When a strike occurs, the lightning generally attaches at one extremity of the aircraft — often the nose or a wingtip — runs along the exterior, and discharges from another point, frequently the tail. Inside the cabin, passengers might catch a flash of light or a sharp sound, and that's usually the extent of the experience. The plane keeps flying. After landing, engineers inspect it for any small burn marks at the entry and exit points, and it's typically back in service quickly.
Why the plane shrugs it off
The reason a strike is a non-event is that aircraft are deliberately designed to conduct the lightning around the outside and keep it away from people and critical systems. It's the same idea that keeps you safe inside a car during a thunderstorm: a conductive shell carries the current around the occupants rather than through them.
In a traditional aluminium aircraft, the metal skin is that shell. In modern aircraft built largely from carbon-fibre composite — which doesn't conduct as well on its own — manufacturers embed a fine conductive mesh or layer into the skin to do the same job. On top of that:
- Fuel systems are spark-proofed. Tanks, lines and caps are engineered so a strike can't ignite fuel vapour — the failure mode behind rare historical accidents decades ago, which drove exactly these protections.
- Static dischargers — the little wicks you can see trailing from the wings and tail — bleed electrical charge harmlessly back into the air.
- Sensitive electronics are shielded so the surge stays on the skin and out of the avionics.
These standards are why a strike that would have been front-page news generations ago is now a routine inspection item.

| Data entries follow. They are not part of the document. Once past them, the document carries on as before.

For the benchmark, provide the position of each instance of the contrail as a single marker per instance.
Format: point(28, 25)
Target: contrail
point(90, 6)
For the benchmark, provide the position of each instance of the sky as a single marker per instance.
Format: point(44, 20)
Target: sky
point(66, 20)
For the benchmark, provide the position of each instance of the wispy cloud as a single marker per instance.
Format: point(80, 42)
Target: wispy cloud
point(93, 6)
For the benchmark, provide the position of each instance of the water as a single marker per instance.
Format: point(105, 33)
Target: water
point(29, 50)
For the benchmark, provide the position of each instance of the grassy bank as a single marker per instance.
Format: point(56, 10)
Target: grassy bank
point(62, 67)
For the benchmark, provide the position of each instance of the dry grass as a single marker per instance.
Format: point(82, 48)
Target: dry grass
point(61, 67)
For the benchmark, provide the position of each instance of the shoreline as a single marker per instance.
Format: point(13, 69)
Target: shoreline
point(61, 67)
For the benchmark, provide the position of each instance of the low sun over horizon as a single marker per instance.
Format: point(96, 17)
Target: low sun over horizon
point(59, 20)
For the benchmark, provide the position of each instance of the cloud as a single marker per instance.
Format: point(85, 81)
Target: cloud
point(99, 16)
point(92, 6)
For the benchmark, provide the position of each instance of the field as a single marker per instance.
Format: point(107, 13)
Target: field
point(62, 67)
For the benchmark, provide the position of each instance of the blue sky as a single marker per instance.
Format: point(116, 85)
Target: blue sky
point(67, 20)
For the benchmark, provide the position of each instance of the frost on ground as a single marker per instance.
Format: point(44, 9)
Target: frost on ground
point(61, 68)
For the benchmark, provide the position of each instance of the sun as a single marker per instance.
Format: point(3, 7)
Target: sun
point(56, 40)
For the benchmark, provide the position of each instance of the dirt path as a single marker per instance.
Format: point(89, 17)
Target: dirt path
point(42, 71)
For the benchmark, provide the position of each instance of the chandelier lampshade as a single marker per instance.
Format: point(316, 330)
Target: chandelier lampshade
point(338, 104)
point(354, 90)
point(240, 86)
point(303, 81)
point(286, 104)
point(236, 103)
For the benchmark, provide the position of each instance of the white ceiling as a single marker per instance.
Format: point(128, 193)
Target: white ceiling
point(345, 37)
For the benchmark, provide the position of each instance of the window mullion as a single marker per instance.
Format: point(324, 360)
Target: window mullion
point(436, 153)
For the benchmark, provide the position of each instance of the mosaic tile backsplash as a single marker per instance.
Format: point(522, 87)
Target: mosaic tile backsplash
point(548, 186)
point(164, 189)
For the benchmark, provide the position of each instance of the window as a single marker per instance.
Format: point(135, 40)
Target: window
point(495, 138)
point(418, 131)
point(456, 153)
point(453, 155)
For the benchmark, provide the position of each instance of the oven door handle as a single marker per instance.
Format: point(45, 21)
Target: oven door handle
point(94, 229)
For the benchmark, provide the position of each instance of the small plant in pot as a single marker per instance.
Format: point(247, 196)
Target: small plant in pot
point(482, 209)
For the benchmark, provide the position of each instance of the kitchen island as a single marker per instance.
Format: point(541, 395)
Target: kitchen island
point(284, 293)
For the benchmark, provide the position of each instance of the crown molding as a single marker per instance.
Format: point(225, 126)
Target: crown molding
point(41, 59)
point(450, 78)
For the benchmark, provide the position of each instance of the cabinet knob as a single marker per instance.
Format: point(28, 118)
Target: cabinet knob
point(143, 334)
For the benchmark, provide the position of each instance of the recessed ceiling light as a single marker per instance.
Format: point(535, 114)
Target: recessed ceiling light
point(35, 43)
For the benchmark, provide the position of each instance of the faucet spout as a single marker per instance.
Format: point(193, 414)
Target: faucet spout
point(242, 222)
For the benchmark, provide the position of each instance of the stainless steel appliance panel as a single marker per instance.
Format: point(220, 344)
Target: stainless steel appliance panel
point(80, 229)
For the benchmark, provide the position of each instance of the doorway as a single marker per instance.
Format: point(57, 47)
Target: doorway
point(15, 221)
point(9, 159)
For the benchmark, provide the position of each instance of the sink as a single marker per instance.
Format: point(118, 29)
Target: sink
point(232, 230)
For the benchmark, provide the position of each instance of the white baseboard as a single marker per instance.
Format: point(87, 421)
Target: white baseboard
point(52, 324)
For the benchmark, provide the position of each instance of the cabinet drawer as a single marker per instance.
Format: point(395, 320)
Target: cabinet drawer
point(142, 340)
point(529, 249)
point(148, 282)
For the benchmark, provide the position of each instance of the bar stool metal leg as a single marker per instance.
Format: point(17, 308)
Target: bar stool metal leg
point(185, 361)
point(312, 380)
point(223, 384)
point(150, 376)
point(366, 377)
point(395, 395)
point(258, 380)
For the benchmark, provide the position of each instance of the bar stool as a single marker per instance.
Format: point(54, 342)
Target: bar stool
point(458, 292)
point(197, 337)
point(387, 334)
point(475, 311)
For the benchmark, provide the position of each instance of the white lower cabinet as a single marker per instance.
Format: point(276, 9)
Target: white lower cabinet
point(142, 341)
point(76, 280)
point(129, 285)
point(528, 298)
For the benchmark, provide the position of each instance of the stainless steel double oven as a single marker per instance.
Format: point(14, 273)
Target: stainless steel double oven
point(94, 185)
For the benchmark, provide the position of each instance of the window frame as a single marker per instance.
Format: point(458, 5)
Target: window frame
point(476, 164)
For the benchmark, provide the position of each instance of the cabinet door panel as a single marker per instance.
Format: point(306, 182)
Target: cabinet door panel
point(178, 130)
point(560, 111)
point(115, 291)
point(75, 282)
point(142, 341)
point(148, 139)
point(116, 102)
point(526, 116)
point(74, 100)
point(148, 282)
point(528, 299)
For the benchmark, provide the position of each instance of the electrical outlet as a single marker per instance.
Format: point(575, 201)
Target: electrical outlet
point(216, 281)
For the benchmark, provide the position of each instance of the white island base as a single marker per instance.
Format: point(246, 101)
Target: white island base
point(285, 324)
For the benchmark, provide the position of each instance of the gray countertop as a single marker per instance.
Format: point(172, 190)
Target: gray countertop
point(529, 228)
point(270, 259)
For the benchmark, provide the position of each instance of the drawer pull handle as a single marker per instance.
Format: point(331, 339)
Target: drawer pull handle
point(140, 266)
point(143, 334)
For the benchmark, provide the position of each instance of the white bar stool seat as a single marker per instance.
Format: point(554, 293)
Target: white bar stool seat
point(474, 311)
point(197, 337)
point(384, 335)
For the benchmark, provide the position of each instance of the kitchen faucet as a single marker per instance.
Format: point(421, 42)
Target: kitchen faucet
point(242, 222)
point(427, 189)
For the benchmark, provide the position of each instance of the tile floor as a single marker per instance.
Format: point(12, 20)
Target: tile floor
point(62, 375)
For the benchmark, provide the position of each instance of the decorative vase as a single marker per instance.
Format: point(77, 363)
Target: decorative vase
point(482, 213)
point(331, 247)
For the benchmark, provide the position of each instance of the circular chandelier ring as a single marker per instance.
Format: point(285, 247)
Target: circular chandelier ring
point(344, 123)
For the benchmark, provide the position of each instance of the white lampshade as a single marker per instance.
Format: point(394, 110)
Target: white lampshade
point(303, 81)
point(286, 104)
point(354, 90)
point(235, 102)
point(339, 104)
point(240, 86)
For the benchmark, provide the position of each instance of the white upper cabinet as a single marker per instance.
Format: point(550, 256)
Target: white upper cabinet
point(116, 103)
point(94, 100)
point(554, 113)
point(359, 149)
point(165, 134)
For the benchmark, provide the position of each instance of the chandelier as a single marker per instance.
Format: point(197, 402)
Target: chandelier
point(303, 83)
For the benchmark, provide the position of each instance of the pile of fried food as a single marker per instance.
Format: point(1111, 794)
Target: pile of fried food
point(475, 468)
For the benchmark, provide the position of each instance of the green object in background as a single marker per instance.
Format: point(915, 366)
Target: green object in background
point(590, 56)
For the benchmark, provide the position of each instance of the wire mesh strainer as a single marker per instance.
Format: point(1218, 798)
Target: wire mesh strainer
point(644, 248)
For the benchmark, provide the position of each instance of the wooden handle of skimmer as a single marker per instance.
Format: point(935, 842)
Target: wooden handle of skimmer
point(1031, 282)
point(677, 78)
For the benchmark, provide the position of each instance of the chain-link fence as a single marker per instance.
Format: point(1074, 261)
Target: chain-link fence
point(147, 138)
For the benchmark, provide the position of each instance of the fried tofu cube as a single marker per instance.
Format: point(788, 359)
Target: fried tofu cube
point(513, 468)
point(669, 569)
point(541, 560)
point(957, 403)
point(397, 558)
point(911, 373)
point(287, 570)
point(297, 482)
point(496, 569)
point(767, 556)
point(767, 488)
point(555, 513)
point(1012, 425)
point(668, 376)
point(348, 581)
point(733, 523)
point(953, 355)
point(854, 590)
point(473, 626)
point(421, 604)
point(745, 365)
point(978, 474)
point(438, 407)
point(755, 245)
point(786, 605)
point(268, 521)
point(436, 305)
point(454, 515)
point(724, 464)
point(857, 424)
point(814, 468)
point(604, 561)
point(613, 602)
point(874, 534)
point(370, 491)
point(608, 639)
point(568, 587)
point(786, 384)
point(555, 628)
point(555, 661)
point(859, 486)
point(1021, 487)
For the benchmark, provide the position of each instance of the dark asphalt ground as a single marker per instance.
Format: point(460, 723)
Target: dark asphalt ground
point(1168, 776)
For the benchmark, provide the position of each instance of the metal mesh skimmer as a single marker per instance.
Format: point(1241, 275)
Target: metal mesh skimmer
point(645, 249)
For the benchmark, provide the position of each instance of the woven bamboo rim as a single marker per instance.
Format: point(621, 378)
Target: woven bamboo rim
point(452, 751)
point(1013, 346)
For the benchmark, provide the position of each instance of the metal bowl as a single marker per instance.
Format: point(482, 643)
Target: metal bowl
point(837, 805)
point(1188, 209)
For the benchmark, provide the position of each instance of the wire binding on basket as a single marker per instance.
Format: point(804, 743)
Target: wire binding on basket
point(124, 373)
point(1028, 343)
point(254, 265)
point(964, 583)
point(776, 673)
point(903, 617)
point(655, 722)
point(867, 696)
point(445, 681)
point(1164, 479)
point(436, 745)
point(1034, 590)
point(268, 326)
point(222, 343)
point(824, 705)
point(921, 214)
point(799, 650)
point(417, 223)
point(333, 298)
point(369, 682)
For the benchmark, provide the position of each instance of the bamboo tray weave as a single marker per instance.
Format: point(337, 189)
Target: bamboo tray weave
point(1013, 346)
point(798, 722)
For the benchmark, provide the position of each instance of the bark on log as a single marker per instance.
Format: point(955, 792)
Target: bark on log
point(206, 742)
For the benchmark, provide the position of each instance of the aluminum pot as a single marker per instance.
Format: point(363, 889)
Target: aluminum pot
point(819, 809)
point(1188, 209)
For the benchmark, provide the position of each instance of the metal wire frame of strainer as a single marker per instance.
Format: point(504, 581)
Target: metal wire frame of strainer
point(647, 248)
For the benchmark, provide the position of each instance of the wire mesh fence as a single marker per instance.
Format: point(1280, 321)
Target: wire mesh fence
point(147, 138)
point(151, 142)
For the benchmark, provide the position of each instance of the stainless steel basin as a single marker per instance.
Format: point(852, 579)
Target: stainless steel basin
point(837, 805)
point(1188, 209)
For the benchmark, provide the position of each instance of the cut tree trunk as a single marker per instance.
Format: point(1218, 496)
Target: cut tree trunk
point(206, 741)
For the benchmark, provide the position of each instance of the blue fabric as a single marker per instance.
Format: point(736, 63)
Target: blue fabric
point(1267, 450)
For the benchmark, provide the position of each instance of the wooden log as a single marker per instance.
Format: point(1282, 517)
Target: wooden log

So why avoid storms at all?
Here's the part that reframes the whole question. If planes handle lightning so well, why do pilots and controllers work so hard to route around thunderstorms? Because the lightning was never the main threat. A mature thunderstorm is a churning engine of violent air: powerful updrafts and downdrafts, severe turbulence that can injure unbelted passengers, hail that can dent and crack an airframe, and torrential rain. Those are the dangers worth a detour.
So when you see a flight curving around a storm, it isn't fleeing the lightning — it's avoiding the turbulence and hail packed inside the cloud. Dodging the strike is just a bonus that comes along for free. The storm carves out a chunk of sky that's simply not worth flying through, and aircraft respect that boundary.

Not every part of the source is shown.